Tuesday, February 24, 2009
Streams of Consciousness Today was one of those days when the thought processes were so random, they were worth capturing to reflect on the past, present, and future and those burning questions of life. Random Thought #1 - Have you ever had a memory repeat over and over in your head - but one so random and common and meaningless? I keep pondering that there must be a reason - a purpose for revisiting that time, but part of me is afraid to go there. What great mysteries of life am I supposed to learn? Random Thought #2 - Surely there must be a way to stop the time, space continuum so I really can get the laundry, dishes, and prep for the next day complete all while reading a book, crosstiching, Facebooking, and scrap booking. If anyone has found this wrinkle in time, please let me know. Until then, I will continue to hope and believe and go to bed at 1:30am. Random Thought #3 - If I'm not supposed to value material things in this life, why is it so darn hard to pack it all up, contact the charity and get it out the door? Yet, when that process is started (not even completed!) life feels so new and fresh. I hope to live up to this ideal of simplifying and cutting back the clutter that distracts me. Random Thought #4 - If these baby and toddler years are times that I should cherish, why am I too tired to record the happenings of these times? It would be nice to remember coming home to a house of dancing and singing kids and readily joining in to shake the stress of the day. But will I remember that in 5 years? Or will it only be an impression, a tiny, positive murmur in my mind? That seems so sad - to not fully capture a memory like that. Yet, what is the best way? Random Thought #5 - If this is a place for me to capture my ponderings...why do I spend so little time here? Do I fail to ponder or are my ponderings buried under the daily grind? I suppose it is a choice to embrace and reflect or let it slip away. So maybe I had a theme here - sort of. My random thoughts all point to getting back to basics, to simplifying life, embracing memories past and present, living for today, and reflecting on the gifts of life. From here on, I will embrace and reflect more and hopefully make it worth your while to visit my little corner of cyberspace.

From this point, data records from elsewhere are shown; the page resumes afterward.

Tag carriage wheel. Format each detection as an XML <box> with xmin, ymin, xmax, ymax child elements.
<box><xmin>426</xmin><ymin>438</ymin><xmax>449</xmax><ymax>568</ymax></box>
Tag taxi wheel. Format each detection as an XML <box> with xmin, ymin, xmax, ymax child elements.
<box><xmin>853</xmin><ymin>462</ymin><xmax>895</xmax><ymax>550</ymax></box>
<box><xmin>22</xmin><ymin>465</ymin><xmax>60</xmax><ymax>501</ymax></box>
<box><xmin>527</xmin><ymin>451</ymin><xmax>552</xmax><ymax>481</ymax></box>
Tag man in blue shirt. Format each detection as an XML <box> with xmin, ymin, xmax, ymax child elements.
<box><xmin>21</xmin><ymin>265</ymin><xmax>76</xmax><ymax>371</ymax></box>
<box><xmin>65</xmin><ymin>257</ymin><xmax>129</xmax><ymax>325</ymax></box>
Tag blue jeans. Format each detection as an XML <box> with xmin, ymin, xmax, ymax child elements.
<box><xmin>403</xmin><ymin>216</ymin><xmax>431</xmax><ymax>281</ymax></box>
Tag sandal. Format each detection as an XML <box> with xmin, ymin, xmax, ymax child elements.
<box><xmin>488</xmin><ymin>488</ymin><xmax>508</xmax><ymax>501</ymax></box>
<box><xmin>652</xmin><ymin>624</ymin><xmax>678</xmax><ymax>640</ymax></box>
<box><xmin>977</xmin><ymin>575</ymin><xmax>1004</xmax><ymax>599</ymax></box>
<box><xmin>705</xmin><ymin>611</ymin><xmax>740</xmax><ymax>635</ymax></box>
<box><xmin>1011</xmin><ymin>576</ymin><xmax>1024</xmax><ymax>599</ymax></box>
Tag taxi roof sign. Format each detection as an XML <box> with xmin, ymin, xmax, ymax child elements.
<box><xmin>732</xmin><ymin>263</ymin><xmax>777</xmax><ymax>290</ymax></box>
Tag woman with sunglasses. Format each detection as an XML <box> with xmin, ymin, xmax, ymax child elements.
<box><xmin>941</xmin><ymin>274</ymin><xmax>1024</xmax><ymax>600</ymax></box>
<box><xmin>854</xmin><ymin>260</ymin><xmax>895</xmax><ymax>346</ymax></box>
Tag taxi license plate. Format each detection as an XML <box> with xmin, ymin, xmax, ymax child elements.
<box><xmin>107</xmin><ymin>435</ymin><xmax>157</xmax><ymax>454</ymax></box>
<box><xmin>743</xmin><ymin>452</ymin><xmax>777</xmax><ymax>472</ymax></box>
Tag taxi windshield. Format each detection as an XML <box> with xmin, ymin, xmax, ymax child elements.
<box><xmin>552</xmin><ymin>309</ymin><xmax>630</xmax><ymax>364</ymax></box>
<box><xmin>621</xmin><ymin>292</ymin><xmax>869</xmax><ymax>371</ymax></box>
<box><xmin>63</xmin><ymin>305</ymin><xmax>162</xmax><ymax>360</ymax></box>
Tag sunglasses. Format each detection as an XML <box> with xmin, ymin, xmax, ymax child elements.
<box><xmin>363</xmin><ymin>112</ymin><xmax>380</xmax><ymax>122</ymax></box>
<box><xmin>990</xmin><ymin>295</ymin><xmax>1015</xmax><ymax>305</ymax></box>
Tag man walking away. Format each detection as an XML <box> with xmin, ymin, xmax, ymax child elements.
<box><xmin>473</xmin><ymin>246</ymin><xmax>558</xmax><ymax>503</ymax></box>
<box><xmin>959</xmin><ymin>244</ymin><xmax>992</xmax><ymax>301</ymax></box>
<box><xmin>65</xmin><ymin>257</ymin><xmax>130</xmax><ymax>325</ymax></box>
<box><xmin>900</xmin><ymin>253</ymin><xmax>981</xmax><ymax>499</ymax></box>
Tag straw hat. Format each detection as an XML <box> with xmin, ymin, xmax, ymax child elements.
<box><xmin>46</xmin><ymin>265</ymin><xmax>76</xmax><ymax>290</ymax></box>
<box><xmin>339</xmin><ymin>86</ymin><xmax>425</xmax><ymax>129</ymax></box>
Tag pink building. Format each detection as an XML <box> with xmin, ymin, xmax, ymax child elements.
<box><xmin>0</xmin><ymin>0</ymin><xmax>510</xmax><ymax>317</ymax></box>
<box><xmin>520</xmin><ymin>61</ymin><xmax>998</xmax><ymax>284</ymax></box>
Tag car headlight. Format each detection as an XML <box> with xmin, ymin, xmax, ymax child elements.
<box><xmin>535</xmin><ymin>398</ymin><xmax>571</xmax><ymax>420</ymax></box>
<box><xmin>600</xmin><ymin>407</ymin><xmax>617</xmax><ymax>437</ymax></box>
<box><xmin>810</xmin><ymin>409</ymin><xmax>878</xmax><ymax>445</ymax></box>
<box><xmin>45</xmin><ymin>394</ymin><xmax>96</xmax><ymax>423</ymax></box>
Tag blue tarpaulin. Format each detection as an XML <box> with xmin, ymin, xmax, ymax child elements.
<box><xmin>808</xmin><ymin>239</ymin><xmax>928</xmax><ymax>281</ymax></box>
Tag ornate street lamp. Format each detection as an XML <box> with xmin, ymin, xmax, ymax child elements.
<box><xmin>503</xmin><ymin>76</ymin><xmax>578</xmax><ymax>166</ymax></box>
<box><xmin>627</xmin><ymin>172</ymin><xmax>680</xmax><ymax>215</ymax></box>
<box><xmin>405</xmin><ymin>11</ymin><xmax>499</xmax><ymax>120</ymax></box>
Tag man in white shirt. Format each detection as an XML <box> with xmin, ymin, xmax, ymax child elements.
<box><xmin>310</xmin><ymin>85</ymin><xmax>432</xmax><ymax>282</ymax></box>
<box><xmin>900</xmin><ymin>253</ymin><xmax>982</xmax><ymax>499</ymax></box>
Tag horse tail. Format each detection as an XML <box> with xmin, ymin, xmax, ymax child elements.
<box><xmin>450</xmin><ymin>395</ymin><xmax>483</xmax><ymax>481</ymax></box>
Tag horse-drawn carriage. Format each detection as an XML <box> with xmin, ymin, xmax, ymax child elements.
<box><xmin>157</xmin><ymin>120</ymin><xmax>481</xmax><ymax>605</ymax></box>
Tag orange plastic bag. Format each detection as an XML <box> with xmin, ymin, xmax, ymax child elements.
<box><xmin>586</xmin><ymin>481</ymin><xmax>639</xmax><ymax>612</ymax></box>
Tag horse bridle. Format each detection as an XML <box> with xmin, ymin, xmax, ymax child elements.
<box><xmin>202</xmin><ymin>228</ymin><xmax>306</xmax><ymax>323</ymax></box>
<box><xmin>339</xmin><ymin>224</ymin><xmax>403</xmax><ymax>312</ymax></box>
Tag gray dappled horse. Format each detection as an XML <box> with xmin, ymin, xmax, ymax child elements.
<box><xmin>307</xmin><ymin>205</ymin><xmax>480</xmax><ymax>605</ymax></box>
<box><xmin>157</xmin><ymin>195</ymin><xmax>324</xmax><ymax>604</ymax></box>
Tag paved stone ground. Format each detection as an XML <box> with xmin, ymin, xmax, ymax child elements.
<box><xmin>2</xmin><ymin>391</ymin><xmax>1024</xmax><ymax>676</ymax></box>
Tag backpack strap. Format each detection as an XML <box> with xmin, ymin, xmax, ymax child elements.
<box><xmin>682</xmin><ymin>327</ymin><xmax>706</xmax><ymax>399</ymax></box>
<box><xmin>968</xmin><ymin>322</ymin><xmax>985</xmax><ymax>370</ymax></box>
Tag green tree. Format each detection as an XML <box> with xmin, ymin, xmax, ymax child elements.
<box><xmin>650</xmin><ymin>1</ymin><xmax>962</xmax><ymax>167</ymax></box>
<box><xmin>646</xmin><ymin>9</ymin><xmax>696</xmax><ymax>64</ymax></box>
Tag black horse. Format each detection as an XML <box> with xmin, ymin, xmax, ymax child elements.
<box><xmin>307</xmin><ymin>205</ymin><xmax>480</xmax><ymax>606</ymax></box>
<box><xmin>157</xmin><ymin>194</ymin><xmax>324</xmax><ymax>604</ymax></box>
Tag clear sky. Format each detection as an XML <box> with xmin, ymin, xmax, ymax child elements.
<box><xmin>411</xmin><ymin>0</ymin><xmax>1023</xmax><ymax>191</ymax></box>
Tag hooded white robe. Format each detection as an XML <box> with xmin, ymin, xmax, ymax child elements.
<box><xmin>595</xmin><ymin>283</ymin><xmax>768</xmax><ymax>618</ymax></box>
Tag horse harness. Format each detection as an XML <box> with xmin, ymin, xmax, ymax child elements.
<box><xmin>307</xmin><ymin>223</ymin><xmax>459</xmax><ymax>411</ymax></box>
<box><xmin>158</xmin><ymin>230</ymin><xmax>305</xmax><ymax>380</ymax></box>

Thursday, February 12, 2009
Unconditional This post has been rolling around in my head for at least a week and I fear is one of the more difficult things for me to write about. I'm sure we all aspire to love those around us with no strings attached, but rarely succeed. What does it mean to truly love another person unconditionally? I think of Kayla and Zachary when I think about how I learned about love. I think of them so tiny and helpless - relying on me for everything and especially in those early months - relying on me as the food source. Breastfeeding both kids was a challenge, but one I'm glad that I accepted and carried through. I remember rocking Kayla to sleep one night when it just hit me like a ton of bricks how much I loved her and how I would do anything for her - radical, scary, illegal things to protect her and hold her close to me. I also remember the day I realized that all of this nurturing and caring for her was ever slowly preparing her to leave me. That thought was almost too much to bear. I'm thankful that she is still a little girl and I don't have to consider that possibility in the short term. My love for Kayla was so strong I could not figure out how I could love another child and yet when Zachary was born I was overwhelmed with devotion to this little boy. He was a calm little guy who cooed in his sleep. He smiled for the first time when he was only 10 days old - on Valentine's Day of all days. There were always challenges along the way and as you know - that euphoria of love is not always present. As they both have grown, the everyday gets in the way of this pure devotion. I find myself irritated, annoyed, I roll my eyes, I get angry, I yell, avoid, and otherwise behave badly. Guilt sets in...I ponder if I have permanently damaged my relationship with them. The next day dawns and Zachary's smile lights up my world. Kayla tells me she loves me. I realize that the core element to this love - this incomprehensible gift of unconditional love - is forgiveness. Always starting over, always giving the benefit of the doubt, always doing the right thing without keeping record of wrongs. I'm humbled that God chose me to be a mother to such wonderful children. And I realize that this overwhelming, heart-stopping, breathtaking love is only a tiny glimpse of how God feels about me, his child.